Come molti gruppi del rock progressivo italiano degli anni ’70, anche i Metamorfosi si sono riformati, e coi Malibran eravamo allo stesso festival di Andria nel 2006. Tra le “vecchie glorie c’erano anche gli Osanna, il Balletto di Bronzo ed il Banco Del Mutuo Soccorso. Jimmy Spitaleri, tra l’altro, sarebbe diventato (ma solo per qualche anno) il cantante de Le Orme. Anche La Locanda Delle Fate è tornata sulla scena, realizzando nel 2010 il suo DVD ufficiale al Bloom di Mezzago (Milano), dove coi Malibran io stesso ero stato nel 2003. Ed anche il Museo Rosenbach si è riunito, sempre con Giancarlo Golzi (dei Matia Bazar) alla batteria.
I Goblin conobbero il successo soprattutto grazie alle colonne sonore che resero ancora più tenebrosi i film di Dario Argento (“Profondo Rosso”in primis). Insomma, tante di quelle band degli anni ‘70 sono tornate, mentre alcune non si sono mai sciolte. C’è però da chiedersi se siano ancora sufficientemente credibili Le Orme senza la voce ed il basso di Aldo Tagliapietra, il Banco senza la voce ed il volto di Francesco di Giacomo o la PFM senza Franco Mussida. Figure troppo “identificative” perché la loro assenza (avvenuta per ragioni diverse) possa non lasciare un segno. E questo, beninteso, senza nulla togliere al rispetto dovuto alla voglia di continuare e di rimettersi in gioco di tutti questi storici gruppi.
Del 1973 è anche il terzo album del Banco, “Io Sono Nato Libero” (il primo con Rodolfo Maltese alla chitarra, seppure in veste di ospite), ispirato, nel suo splendido “Canto Nomade Per Un Prigioniero Politico”, al golpe militare avvenuto quello stesso anno in Cile. Ma ricordato soprattutto per il successo della più accessibile (ma pur sempre bellissima) “Non Mi Rompete”.

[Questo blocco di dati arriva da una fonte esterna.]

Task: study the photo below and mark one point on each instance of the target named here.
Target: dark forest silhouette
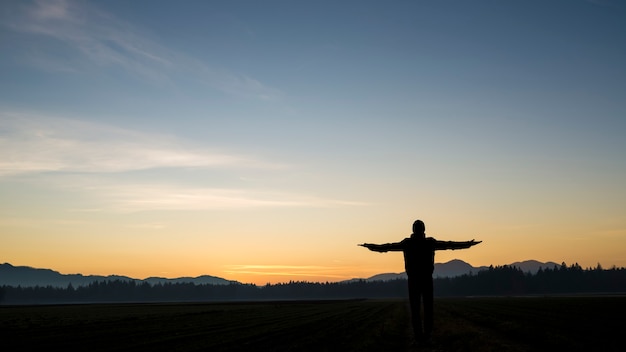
(495, 281)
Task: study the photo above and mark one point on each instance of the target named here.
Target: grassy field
(472, 324)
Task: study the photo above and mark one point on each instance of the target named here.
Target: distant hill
(458, 267)
(29, 277)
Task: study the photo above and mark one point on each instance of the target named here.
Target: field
(468, 324)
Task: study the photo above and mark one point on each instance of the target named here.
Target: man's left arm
(455, 244)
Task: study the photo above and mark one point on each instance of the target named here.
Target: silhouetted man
(419, 262)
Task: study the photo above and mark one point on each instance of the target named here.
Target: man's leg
(427, 286)
(415, 297)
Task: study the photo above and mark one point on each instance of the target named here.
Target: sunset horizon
(263, 141)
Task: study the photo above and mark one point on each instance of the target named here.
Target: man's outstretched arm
(382, 247)
(455, 245)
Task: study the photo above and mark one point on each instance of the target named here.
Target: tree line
(495, 281)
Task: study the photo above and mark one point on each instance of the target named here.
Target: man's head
(418, 227)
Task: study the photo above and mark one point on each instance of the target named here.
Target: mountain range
(26, 276)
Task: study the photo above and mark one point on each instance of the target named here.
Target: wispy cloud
(150, 197)
(288, 270)
(33, 144)
(84, 36)
(84, 158)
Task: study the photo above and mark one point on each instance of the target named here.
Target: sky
(261, 141)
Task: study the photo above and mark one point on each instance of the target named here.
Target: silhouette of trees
(495, 281)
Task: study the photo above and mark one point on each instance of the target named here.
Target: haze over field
(261, 141)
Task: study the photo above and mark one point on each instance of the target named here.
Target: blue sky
(298, 129)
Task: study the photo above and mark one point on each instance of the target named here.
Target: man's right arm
(383, 247)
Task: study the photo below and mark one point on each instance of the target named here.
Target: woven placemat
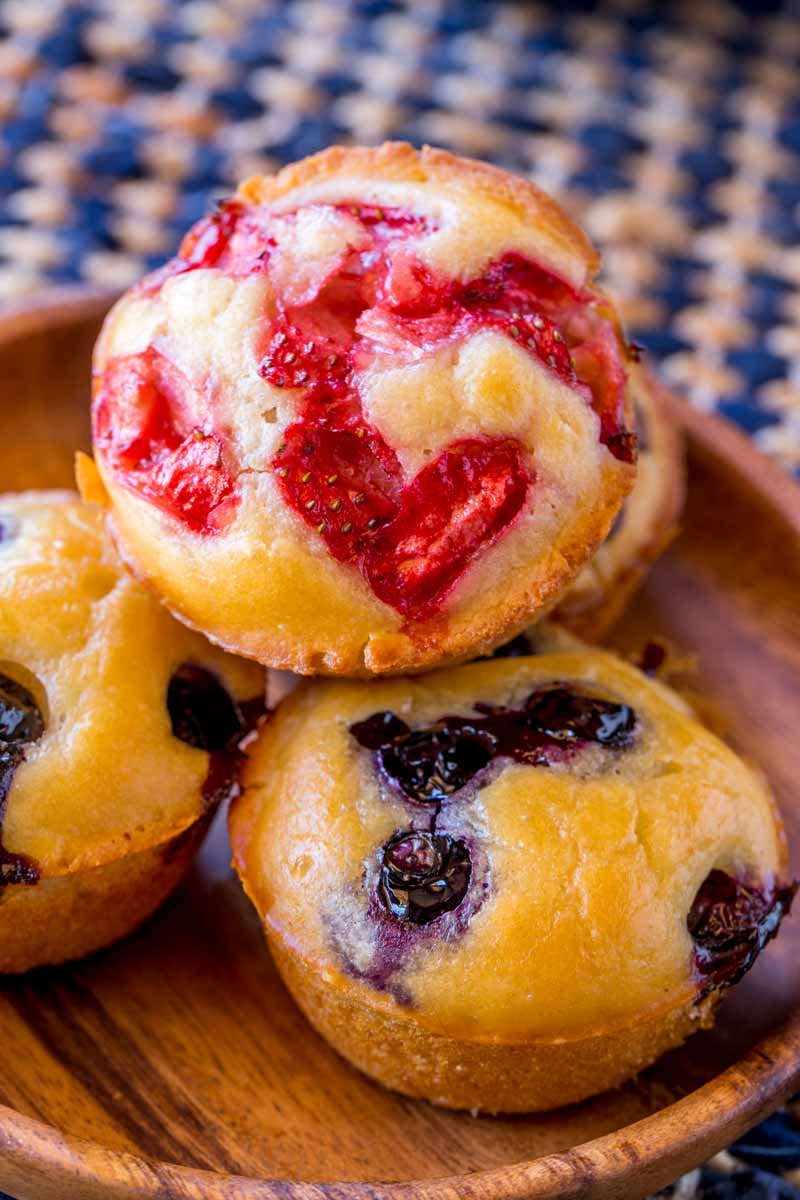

Fuori dal coro, non possiamo dimenticare gli incredibili (e non facilmente etichettabili) Area, guidati dalla stupefacente voce di Demetrio Stratos (purtroppo spentasi per sempre nel 1979). E, in ambito più accostabile al jazz rock, gruppi quali Il Perigeo (che i Weather Report non vollero più come gruppo spalla, perché ritenuti troppo bravi!), Il Baricentro e Napoli Centrale (con il sax di James Senese, che avrebbe introdotto nella band un giovane Pino Daniele come bassista, per poi seguirlo a sua volta negli anni del grande successo di quest’ultimo).
Tornando per un attimo a Demetrio Stratos (già ne “I Ribelli” all’epoca del “beat” anni ‘60), quando si ammalò e venne ricoverato a New York nel 1979, all’Arena Civica di Milano si tenne un concerto (poi divenuto anche un disco) che riuniva una moltitudine di artisti per raccogliere fondi al fine di pagare le cure mediche necessarie. Quando però la notizia della morte di Stratos (a sentire Mauro Pagani, Demetrio era il cognome e Stratos il nome, contrariamente a quanto si potrebbe pensare) quel concerto si trasformò in una raccolta fondi per la vedova. Anche in quell’occasione non mancarono né il Banco, né la PFM.